Sophie Madeleine (born Sophie Ball) is a ukulele player from Brighton. She released three solo albums; her third album, Silent Cynic, was released on 1 November 2013 after a crowdfunding campaign on PledgeMusic.

Career
Madeleine graduated from Bath Spa University with a BA in Commercial Music and a master's degree in Songwriting. While at Bath Spa, she was in the finals of the Musicians Benevolent Fund Songwriting Awards 2005 and she was in the band Oriole.

She produced her first album as a final year project at Bath Spa. She wrote her first ukulele song, Take Your Love With Me, for her then-boyfriend who had bought her that first ukulele. She also plays tenor guitar. A song from her first album, You Are My Favourite, was released as a charity single to raise money for Macmillan Cancer Support in memory of her father Ben, with a video featuring people from around the world who filmed themselves playing the song.

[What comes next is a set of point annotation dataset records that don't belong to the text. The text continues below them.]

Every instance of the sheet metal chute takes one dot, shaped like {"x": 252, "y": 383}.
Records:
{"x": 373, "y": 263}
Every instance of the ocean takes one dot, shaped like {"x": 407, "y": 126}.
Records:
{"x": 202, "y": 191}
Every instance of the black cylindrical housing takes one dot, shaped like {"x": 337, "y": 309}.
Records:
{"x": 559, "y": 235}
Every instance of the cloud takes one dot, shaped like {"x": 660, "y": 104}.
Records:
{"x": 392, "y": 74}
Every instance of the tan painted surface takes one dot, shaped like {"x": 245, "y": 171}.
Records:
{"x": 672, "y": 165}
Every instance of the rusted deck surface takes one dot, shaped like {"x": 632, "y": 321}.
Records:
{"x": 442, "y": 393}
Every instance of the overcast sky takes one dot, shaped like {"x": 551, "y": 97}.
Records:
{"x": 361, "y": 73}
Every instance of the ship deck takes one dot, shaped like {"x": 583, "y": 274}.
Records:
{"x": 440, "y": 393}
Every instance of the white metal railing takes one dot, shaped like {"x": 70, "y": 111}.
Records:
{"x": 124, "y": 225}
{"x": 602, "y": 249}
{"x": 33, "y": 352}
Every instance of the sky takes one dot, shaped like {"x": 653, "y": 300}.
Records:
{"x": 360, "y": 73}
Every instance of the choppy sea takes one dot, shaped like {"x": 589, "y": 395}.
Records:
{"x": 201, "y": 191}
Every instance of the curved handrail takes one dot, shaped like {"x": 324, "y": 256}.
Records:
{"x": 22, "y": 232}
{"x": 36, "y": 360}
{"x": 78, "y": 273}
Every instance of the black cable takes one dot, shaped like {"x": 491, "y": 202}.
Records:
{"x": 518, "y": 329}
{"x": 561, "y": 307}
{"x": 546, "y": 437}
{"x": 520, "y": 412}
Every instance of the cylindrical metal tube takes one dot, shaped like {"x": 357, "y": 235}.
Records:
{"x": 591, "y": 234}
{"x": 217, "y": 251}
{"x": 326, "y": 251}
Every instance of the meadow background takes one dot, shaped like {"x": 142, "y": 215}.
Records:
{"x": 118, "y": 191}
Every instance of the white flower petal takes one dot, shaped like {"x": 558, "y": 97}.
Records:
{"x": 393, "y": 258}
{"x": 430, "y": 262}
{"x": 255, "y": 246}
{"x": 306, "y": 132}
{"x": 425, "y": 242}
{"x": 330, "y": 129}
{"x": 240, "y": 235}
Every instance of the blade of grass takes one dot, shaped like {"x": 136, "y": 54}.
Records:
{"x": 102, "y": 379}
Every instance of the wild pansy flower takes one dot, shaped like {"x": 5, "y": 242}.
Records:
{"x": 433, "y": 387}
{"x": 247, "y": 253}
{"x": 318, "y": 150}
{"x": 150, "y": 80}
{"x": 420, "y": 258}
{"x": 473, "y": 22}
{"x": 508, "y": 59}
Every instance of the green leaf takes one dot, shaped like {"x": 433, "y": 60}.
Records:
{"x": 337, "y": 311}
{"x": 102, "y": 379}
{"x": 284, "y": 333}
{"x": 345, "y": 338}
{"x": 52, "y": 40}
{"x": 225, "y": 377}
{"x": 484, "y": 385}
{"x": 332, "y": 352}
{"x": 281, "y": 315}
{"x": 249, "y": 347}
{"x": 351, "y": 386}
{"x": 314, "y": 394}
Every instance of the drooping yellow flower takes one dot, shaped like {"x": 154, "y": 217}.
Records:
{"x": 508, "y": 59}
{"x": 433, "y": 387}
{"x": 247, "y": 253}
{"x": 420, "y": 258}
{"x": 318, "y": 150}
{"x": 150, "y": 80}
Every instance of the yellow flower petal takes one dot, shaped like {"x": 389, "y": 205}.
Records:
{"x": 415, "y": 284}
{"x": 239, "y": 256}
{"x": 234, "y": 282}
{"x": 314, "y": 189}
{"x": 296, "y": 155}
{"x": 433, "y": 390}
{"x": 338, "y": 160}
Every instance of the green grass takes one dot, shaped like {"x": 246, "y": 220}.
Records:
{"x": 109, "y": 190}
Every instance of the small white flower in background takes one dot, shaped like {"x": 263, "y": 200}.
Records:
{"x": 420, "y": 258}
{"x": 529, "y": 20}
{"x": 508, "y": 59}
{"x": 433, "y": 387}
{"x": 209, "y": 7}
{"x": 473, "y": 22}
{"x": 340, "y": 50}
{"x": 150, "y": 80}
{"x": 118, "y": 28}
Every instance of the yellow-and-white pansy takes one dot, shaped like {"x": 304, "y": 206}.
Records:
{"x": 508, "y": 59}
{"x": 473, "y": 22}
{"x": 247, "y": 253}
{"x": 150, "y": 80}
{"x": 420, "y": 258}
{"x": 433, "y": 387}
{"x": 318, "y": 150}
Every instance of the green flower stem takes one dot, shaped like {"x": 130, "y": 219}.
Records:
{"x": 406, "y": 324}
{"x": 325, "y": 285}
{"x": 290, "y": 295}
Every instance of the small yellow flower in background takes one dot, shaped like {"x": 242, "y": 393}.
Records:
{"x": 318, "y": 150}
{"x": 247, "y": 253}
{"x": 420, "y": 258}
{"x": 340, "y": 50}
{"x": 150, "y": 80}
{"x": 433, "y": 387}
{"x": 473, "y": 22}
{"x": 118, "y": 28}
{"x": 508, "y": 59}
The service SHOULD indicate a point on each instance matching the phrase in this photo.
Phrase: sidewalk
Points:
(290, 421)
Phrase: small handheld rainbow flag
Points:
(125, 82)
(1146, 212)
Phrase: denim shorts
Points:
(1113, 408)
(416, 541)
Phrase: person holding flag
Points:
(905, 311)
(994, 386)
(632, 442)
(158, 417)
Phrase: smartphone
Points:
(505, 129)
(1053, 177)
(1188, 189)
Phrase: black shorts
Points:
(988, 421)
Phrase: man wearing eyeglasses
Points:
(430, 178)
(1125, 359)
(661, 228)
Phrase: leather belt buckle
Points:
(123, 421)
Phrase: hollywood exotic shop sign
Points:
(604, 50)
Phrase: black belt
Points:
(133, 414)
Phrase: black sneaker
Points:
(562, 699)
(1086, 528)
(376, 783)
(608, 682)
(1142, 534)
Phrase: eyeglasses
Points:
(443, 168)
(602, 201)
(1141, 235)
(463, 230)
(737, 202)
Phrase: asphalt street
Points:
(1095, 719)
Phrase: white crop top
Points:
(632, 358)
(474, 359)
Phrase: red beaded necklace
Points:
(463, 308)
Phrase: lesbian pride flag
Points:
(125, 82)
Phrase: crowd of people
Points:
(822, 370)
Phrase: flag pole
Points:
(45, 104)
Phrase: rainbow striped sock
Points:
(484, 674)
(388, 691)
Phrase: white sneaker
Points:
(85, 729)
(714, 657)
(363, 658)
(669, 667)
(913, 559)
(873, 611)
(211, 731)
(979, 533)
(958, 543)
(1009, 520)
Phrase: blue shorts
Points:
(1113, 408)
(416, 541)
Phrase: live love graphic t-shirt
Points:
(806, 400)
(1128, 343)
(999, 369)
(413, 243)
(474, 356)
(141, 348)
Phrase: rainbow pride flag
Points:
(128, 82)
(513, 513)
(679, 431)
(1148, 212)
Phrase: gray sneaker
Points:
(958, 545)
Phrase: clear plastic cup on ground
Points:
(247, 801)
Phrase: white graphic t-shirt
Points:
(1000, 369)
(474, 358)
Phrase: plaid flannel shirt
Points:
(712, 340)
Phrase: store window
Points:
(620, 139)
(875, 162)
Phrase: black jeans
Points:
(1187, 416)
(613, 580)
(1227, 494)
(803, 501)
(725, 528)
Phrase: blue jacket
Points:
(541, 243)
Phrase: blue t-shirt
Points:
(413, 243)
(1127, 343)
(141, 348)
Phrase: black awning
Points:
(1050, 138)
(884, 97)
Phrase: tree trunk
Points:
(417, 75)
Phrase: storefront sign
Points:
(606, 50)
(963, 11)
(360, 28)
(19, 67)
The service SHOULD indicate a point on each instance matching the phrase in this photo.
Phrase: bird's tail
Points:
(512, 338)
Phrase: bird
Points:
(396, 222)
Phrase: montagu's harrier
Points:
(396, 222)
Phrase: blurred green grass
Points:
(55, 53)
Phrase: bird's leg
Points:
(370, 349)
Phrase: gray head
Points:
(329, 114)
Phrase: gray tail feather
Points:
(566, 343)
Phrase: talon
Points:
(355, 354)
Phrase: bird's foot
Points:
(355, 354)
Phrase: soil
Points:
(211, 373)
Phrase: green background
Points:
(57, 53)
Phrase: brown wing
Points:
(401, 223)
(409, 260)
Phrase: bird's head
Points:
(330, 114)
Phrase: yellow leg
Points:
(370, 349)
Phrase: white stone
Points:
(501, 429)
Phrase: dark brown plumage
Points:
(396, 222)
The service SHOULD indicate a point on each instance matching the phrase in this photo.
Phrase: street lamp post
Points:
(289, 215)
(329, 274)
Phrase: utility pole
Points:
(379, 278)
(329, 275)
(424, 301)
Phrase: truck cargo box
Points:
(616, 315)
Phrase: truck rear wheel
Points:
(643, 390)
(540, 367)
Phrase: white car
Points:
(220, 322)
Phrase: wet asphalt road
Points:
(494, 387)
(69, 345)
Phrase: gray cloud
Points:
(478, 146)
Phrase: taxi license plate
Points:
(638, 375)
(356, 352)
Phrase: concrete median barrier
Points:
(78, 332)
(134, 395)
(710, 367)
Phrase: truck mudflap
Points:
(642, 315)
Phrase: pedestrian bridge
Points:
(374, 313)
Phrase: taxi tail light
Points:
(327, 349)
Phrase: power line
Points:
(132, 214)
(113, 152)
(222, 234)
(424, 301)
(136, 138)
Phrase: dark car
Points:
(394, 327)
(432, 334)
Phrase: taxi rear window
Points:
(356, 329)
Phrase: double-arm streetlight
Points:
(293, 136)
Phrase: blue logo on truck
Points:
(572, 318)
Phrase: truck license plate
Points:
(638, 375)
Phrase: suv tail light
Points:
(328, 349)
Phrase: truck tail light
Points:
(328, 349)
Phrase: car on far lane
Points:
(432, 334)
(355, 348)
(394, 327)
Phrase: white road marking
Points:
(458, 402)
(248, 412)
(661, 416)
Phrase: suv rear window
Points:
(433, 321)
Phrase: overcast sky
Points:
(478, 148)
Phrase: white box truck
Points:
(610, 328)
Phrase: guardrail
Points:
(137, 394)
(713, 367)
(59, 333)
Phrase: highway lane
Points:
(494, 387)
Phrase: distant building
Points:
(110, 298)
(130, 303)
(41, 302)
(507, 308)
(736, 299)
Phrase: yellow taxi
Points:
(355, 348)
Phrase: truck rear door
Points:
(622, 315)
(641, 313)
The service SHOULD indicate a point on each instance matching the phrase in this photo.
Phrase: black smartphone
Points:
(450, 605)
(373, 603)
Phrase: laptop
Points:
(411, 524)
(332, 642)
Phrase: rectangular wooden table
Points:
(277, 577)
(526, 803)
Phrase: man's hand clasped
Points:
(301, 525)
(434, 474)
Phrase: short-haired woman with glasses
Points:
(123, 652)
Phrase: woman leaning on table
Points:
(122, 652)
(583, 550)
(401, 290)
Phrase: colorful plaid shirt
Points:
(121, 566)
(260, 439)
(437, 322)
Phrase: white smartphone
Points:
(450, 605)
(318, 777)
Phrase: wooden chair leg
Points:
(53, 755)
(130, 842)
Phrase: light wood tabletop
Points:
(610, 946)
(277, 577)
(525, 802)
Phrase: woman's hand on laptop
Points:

Also while in Bath, she met Hannah Rockcliffe (Hannah-Rei) with whom she formed the comedy-song duo Rocky and Balls, posting videos together on YouTube and recording one album in 2011.
Her second album was self-produced at home, and then mixed by Danton Supple. It was released in 2012, and initially sent out personally by Madeleine in a limited run.

Her third solo album was recorded in a studio in Brooklyn, the first to be entirely studio-based, which she described as "one of the most stressful experiences of my life". She published The Official Sophie Madeleine Ukulele Tab Book in 2013.

She became a copywriter at a Brighton-based advertising company in late 2014.

In 2015 she announced her retirement from music.

Performances
She supported Gruff Rhys, the lead singer of Super Furry Animals, on tour. In 2010, she performed at FestiFeel! along with Newton Faulkner and Babyhead to raise awareness of breast cancer and she performed at The Great Escape Festival's launch.

Reception 
Madeleine's success on YouTube has led to her being called an "internet sensation". Her music is covered by other artists so often that Finger magazine has crowned her "Queen of the Ukulele". She has over four million views on her YouTube channel.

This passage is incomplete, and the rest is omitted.